La Maison Columbia, c’est mort !

Jean-Nic Labrie
8 mars 2011

Quand même étonnant que la nouvelle soit passée autant dans le beurre (à moins que je vive sous une roche, probablement la vraie raison) : la filière canadienne de la Maison Columbia a fermé boutique en décembre 2010. Faillite totale, après plusieurs restructurations. Ça marche encore aux USA il paraît, sous un autre nom.

Eh ben.

C’est drôle tout ça. J’étais avec des potes tout récemment, on s’était fait une soirée d’écoute de musique. La discussion allait bon train, et entre Pulp et les Pixies, quelqu’un nous a offert ce magnifique flash : «Vous rappelez-vous de la Maison Columbia ?»

Haha ! Certain que je m’en rappelle. Quel vestige. Je me rappelle avoir lu dans leur catalogue, que Guns’N'Roses, selon eux, étaient «les rois du hardcore». Ça ne s’invente pas quand même…

Une fois arrivé chez moi, je me suis demandé de quoi avait l’air le catalogue, à quoi pouvait bien ressembler le Club aujourd’hui. Par simple curiosité. Et en fouillant, c’est là que je me suis rendu compte que ça n’existait plus. Que c’était mort.

Probablement parce que je suis quelqu’un de nostalgique, mais cette nouvelle m’a donné un choc.

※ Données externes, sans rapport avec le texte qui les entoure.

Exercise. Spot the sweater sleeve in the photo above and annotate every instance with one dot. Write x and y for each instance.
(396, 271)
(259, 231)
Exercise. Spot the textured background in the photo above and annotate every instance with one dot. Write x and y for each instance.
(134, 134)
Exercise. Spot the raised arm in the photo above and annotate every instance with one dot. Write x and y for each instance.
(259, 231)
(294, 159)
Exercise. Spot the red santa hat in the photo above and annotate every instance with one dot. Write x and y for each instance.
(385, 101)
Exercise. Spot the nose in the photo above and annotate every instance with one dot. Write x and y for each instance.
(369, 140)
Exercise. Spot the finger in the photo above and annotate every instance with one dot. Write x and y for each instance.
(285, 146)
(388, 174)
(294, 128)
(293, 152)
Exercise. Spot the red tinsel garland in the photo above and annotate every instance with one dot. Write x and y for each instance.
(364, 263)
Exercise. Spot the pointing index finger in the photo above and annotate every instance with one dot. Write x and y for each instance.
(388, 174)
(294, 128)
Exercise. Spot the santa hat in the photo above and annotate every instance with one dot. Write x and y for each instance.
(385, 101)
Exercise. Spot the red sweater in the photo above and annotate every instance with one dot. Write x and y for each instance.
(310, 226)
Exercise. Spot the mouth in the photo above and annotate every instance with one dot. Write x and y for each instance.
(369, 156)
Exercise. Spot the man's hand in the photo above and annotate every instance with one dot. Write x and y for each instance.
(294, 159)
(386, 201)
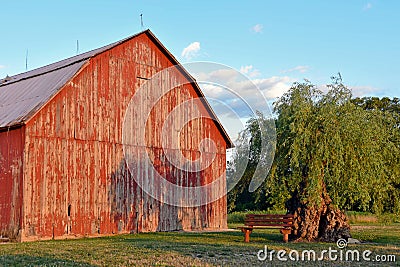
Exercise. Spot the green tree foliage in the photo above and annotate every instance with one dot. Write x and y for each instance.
(327, 141)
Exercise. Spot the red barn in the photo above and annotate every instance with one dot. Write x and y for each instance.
(63, 168)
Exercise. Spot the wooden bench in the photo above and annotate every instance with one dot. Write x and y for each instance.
(283, 222)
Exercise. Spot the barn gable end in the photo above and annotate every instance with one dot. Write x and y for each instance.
(75, 178)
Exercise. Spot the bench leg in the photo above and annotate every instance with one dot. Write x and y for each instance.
(247, 233)
(286, 233)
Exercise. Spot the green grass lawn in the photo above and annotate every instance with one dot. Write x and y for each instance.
(192, 249)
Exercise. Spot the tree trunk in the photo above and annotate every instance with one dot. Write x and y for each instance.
(313, 222)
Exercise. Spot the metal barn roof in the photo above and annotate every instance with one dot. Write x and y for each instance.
(22, 95)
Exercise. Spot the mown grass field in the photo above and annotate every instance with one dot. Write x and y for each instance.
(194, 249)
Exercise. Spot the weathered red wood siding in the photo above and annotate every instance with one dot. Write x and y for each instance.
(11, 156)
(75, 178)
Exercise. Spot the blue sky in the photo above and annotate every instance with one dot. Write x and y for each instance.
(273, 42)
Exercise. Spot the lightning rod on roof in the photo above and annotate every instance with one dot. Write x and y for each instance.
(26, 60)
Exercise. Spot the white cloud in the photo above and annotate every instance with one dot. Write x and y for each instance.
(257, 28)
(249, 71)
(368, 6)
(238, 92)
(301, 69)
(191, 50)
(360, 91)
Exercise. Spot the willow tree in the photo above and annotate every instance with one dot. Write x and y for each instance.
(331, 154)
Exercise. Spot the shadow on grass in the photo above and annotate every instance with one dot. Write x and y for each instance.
(26, 260)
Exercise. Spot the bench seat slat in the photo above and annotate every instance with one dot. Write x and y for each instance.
(269, 215)
(268, 220)
(272, 225)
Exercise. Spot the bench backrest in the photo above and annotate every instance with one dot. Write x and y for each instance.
(277, 220)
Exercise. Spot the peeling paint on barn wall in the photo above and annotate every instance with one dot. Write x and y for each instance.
(75, 178)
(11, 155)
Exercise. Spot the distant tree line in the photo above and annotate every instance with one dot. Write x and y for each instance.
(333, 153)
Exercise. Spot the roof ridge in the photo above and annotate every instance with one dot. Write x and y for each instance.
(62, 63)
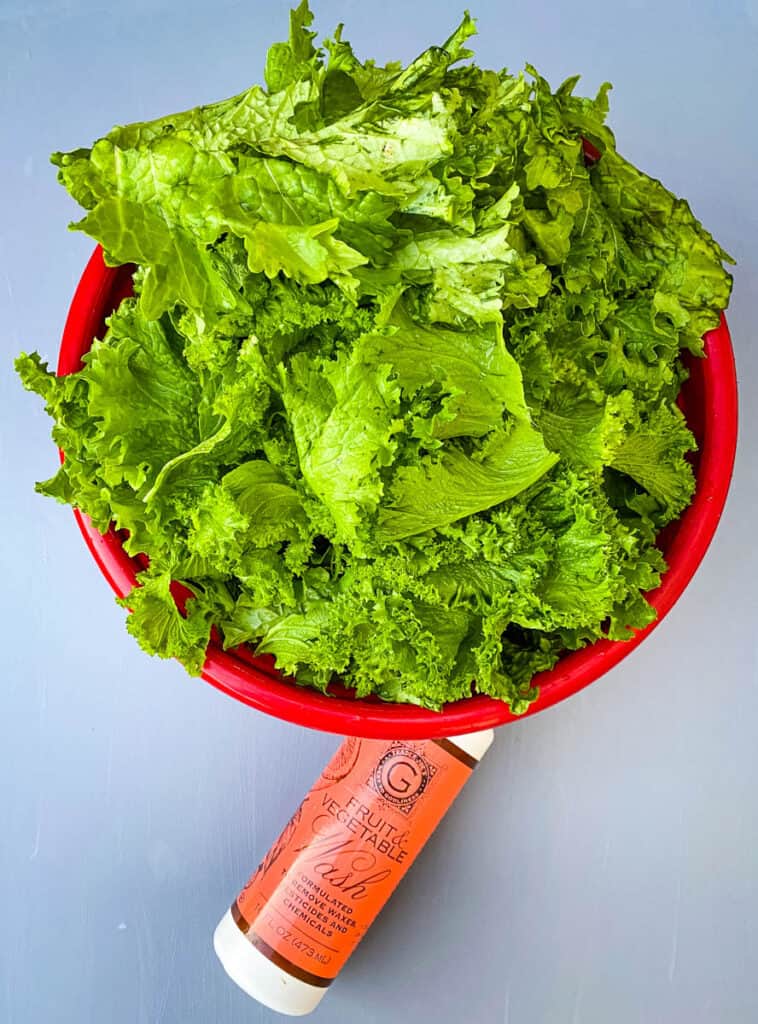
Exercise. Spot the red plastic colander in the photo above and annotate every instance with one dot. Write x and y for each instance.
(710, 404)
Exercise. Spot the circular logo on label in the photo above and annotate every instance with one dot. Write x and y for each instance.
(401, 776)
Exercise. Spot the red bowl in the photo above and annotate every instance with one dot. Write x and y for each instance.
(709, 401)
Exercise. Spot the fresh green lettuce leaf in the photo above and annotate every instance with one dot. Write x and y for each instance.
(394, 400)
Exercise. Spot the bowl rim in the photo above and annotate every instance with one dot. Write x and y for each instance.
(256, 683)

Je m’assume, ne vous inquiétez pas.

Je me souviens de la première fois ou nous avons reçu la fameuse feuille de timbres à la maison ; je devais avoir 12-13 ans, au début des années 90, époque la plus faste du Club soit dit en passant (selon Wikipedia). Mes potes aussi l’avaient tous reçus, et on s’en parlait dans l’autobus jaune, sur la route de campagne du village : «Maaan, on peut recevoir 12 disques, gratos en plus !!! As-tu fait tes choix ? As-tu demandé à tes parents ?»

Évidemment, ce n’était pas si simple. Vrai que tu recevais 12 disques «gratuits», mais fallait payer les frais de port et de manutentions, sans compter les taxes applicables. On s’entend que ce sont des pinottes, mais c’était quand même ça, la pogne ; on t’attirait avec des disques gratuits, mais par la suite, tu t’engageais (par contrat) à acheter un montant défini de disques au prix régulier, et t’avait 3 ans pour respecter le contrat.

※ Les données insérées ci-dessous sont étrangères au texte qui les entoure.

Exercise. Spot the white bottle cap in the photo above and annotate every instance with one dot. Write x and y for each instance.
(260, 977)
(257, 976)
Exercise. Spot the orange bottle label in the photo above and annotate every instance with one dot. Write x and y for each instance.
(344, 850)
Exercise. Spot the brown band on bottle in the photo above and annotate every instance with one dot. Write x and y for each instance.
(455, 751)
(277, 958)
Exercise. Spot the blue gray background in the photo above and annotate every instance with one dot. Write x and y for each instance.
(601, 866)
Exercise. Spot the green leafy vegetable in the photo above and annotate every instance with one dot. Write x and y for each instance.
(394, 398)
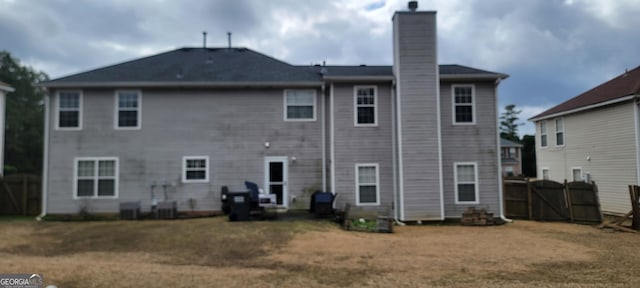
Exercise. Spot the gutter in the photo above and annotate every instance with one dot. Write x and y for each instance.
(45, 164)
(194, 84)
(498, 156)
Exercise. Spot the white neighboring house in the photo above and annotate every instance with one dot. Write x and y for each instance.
(4, 90)
(595, 136)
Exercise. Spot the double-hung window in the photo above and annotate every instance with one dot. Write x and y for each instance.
(195, 169)
(69, 110)
(367, 184)
(463, 104)
(466, 179)
(560, 132)
(128, 105)
(365, 105)
(96, 177)
(543, 134)
(300, 105)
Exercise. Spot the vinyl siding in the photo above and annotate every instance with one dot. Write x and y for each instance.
(229, 126)
(471, 143)
(354, 145)
(415, 69)
(605, 135)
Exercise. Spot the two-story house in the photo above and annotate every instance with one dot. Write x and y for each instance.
(510, 157)
(595, 136)
(416, 137)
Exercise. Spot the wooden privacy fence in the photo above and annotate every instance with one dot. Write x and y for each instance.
(20, 194)
(552, 201)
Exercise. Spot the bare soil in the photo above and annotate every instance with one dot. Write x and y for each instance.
(212, 252)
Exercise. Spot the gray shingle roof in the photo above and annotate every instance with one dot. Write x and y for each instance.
(229, 65)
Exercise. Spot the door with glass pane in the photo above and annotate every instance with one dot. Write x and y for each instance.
(276, 178)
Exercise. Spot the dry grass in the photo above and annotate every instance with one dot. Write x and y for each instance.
(212, 252)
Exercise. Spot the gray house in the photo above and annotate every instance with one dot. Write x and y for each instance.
(416, 137)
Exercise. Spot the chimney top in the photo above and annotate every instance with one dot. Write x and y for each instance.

Dans nos têtes de ti-cul, on s’en foutait, on voulait les disques gratuits, that’s it. Pour ma part, j’avais surtout hâte de les écouter dans mon nouveau discman, que j’avais reçu à ma fête ! (Pour votre info : non, je ne possède plus cette relique. Me le suis fait volé par un certain Ben, un clodo du Nouveau-Brunswick, qui était venu passer ses vacances chez sa tante :( )

* * * * *

Quand même, ce n’était pas évident d’en choisir 12, parmi cette fameuse feuille de timbres-là. Y’avait pas grand-choix, étant donné qu’ils voulaient représenter la musique de la façon la plus clairsemée possible. Se rendre à 6, c’était déjà tough ! Tu choisis quoi après coudonc ? Je regarde ce que j’avais déjà collé : Megadeth, Nirvana, Guns’N'Roses, Metallica…J’essaye-tu Pantera ? Beastie Boys ? M’a prendre une chance avec Stone Temple Pilots tiens. Our Lady Peace ? Mon frère va aimer ça.

J’en ai découvert des trucs, avec la Maison : Jon Spencer, par exemple. Rage Against The Machine. The Cure. Mais cibole, j’ai aussi essayé des trucs à chier, des trucs que je guessais, ne sachant pas trop quoi prendre, question d’honorer l’ostie de contrat. Vous vous rappelez de Primitive Radio Gods ?

On s’était également abonnés au Club Vidéo, qui proposait le même principe de la feuille de timbres de disques, mais pour les cassettes VHS. Mon père m’avait fait venir du Kubrick, entre autres.

Je me rappelle que j’aimais beaucoup lire les catalogues, qu’on recevait une fois par mois. Même si les libellés étaient, mais alors là, archi-nuls.

* * * *

Je ne connaissais plus personne de mon entourage qui était encore abonné à ce genre de truc par la poste. Et avec les ventes de CD en déclin, les DVDs qui se vendent maintenant pour des bouchées de pain et la concurrence faite par Amazon entre autres, pas étonnant de voir cette compagnie mourir de sa belle mort, elle qui a déjà obtenu des parts de marchés faramineuses – on parle ici de 15% de toutes les ventes totales de CD de l’année 1996, leur meilleure année. C’est énorme !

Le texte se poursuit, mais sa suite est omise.